Visitei um amigo escritor. Mostrou-me, orgulhoso, seu notebook.

– Não tenho mais a máquina de mesa. Usar esse aqui equivaleu a trocar a máquina de escrever pelo meu primeiro computador. Escrevo em cafés, hotéis, até no avião!

Avisou-me:

– Tenha cuidado com o seu!

De fato, roubam. Muitos motoristas de táxi do Aeroporto de Congonhas já me contaram. Certos ladrões ficam de olho em quem desce com notebook. Avisam os comparsas, que seguem o táxi. Assaltam no sinal, lá adiante. Portanto, jamais usar algumas daquelas confortáveis maletas especiais para notebooks!

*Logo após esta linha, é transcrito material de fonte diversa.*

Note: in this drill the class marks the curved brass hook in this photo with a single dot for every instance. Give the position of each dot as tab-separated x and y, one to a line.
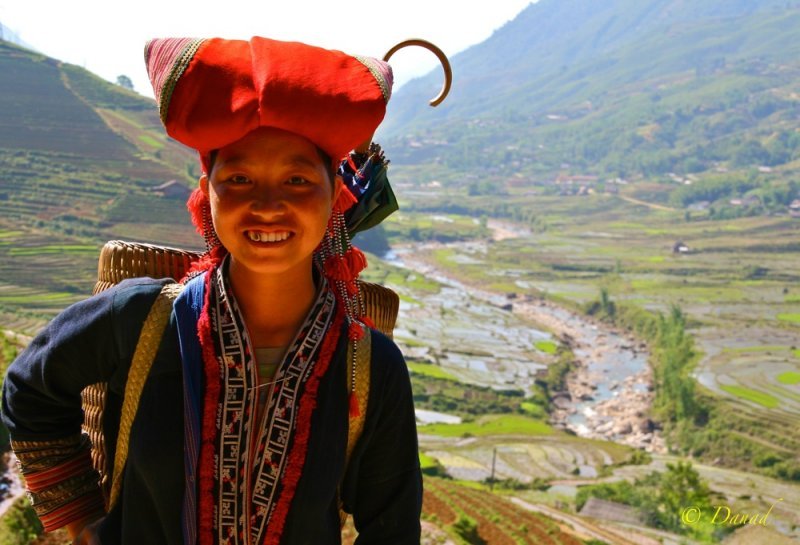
448	72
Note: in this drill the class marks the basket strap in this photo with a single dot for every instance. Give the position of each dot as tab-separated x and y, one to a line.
362	360
143	357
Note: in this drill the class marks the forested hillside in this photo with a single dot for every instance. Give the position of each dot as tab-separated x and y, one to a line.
618	89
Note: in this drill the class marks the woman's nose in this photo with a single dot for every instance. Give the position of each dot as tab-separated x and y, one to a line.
268	200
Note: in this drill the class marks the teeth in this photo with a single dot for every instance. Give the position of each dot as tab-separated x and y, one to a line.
258	236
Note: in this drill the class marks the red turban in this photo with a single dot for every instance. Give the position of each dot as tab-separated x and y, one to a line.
212	92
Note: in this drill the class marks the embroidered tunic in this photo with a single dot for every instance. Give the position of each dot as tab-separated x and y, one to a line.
162	497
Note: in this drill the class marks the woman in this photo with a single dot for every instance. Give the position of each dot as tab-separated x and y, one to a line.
241	430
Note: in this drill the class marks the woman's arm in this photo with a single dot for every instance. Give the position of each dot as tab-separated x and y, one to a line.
386	482
84	345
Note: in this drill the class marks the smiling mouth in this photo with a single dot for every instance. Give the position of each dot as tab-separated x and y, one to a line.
260	236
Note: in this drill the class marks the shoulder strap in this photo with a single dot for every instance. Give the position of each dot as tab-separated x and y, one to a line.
359	357
146	348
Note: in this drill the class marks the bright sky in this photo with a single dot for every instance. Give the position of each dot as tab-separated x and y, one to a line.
108	37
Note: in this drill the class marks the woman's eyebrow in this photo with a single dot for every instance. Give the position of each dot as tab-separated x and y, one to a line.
297	160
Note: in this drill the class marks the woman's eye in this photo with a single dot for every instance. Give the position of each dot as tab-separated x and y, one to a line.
239	179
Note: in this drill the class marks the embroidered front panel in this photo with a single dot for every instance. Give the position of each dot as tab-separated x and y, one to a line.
250	464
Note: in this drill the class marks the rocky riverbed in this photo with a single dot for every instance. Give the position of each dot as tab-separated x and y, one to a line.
609	392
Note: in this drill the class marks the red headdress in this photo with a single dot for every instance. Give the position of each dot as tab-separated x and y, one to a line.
213	92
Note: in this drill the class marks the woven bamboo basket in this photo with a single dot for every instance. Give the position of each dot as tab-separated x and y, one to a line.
120	260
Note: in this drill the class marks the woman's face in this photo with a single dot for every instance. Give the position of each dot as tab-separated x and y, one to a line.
271	196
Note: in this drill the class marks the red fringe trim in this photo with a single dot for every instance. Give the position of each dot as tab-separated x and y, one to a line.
208	427
337	268
356	260
355	332
297	455
367	321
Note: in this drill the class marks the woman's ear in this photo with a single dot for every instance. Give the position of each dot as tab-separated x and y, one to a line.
203	184
338	186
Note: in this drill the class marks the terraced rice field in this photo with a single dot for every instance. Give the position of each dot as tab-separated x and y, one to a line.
498	521
560	456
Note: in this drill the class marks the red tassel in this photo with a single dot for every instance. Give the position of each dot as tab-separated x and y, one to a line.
338	269
356	260
355	412
355	332
345	200
352	288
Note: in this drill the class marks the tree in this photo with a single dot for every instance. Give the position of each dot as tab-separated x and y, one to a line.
124	81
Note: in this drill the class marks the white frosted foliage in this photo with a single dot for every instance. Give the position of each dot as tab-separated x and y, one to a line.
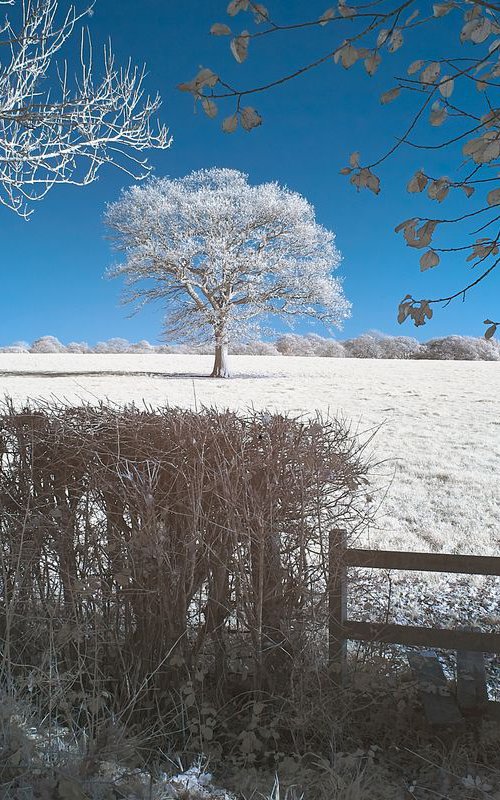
220	253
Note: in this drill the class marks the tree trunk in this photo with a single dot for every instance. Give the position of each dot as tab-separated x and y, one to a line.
221	367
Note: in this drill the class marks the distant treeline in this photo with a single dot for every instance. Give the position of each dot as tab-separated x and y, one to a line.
368	345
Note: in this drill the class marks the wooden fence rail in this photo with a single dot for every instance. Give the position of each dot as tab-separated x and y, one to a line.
341	629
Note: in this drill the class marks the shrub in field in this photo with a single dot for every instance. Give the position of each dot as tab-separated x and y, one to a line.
116	345
78	347
256	348
16	347
47	344
460	348
364	346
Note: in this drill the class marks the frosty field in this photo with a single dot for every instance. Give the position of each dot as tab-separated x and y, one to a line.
440	423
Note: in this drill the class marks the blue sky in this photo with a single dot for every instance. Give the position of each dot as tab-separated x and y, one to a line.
53	273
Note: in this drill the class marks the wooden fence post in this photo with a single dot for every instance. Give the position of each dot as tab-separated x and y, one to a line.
337	603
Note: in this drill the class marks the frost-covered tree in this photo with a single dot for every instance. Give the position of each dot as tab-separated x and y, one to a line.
54	131
47	344
450	78
220	254
115	345
78	347
459	348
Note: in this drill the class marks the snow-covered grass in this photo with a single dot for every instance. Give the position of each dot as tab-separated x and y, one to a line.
440	423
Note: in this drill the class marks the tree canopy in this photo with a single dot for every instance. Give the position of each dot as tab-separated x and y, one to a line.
54	130
221	254
455	90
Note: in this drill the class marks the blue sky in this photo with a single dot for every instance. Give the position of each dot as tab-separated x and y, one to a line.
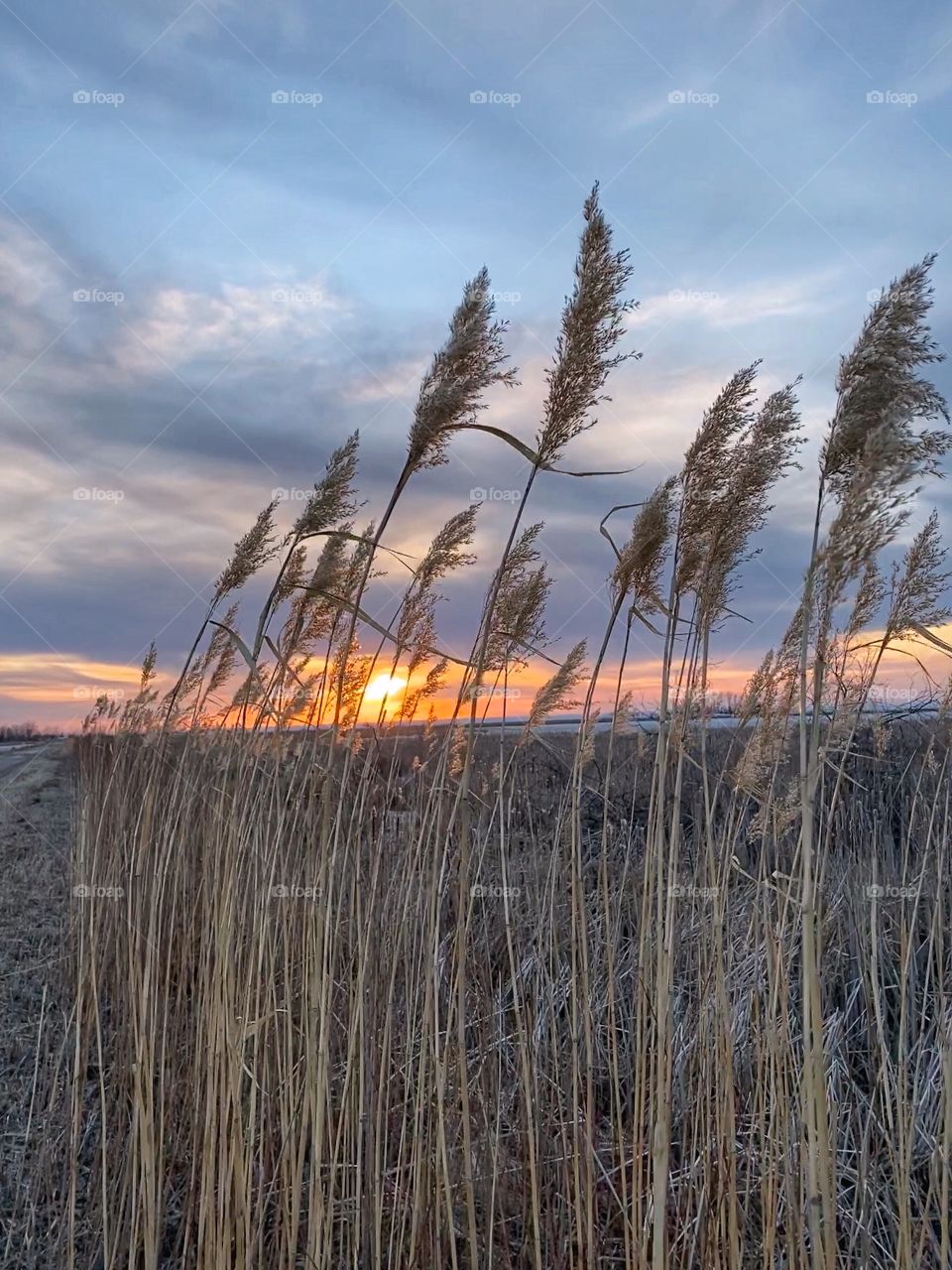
268	275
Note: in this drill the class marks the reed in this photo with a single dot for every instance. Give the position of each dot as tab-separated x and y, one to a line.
380	996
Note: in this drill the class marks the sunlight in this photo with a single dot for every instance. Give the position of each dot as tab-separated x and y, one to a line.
384	688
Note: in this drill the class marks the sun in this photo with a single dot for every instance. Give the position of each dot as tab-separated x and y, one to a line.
384	688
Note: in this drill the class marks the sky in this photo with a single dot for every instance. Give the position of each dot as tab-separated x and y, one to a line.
230	234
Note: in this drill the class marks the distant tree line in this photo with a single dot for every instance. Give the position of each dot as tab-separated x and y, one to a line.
23	731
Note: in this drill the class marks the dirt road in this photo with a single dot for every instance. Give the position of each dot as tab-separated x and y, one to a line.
35	843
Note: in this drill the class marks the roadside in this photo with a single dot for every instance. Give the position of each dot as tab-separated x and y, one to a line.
36	806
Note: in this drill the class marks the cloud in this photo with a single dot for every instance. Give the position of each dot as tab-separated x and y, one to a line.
756	303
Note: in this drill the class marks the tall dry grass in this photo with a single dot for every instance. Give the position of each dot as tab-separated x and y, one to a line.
379	997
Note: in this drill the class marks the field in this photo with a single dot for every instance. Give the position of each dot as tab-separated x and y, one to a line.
286	1021
341	992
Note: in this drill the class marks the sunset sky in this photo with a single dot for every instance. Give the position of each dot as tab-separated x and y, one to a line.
231	234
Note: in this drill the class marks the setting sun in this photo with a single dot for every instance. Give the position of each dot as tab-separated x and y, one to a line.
384	688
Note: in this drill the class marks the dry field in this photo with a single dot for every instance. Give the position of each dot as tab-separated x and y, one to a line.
348	997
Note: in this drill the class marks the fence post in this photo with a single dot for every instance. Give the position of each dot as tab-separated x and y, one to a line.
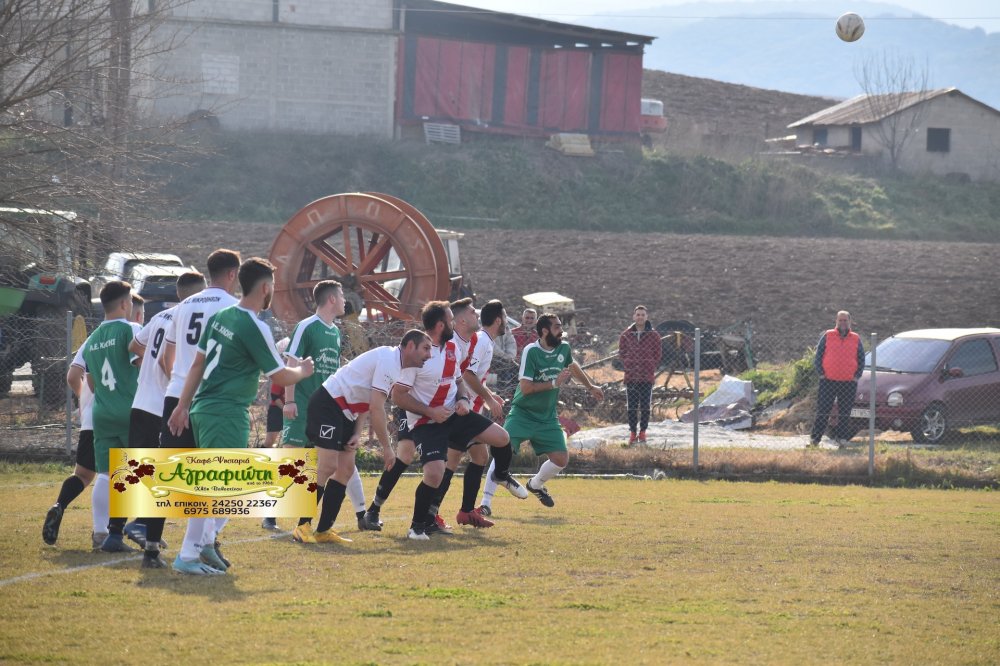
697	388
871	410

O segredo é transportá-los discretamente. Da última vez, botei o meu no fundo de uma sacola de compras. Empilhei roupa suja em cima! Imagino a bela figura que fiz no aeroporto, com as cuecas pulando para fora da sacola!

É dramático! Surge um aparelho eletrônico atrás do outro! Logo se torna essencial para a minha sobrevivência, e de boa parte dos profissionais! Outro dia, tentando achar a passagem (eletrônica, mas eu havia imprimido o código) no meio da confusão, suspirei:

– Afinal, tudo isso não foi criado para facilitar a vida da gente?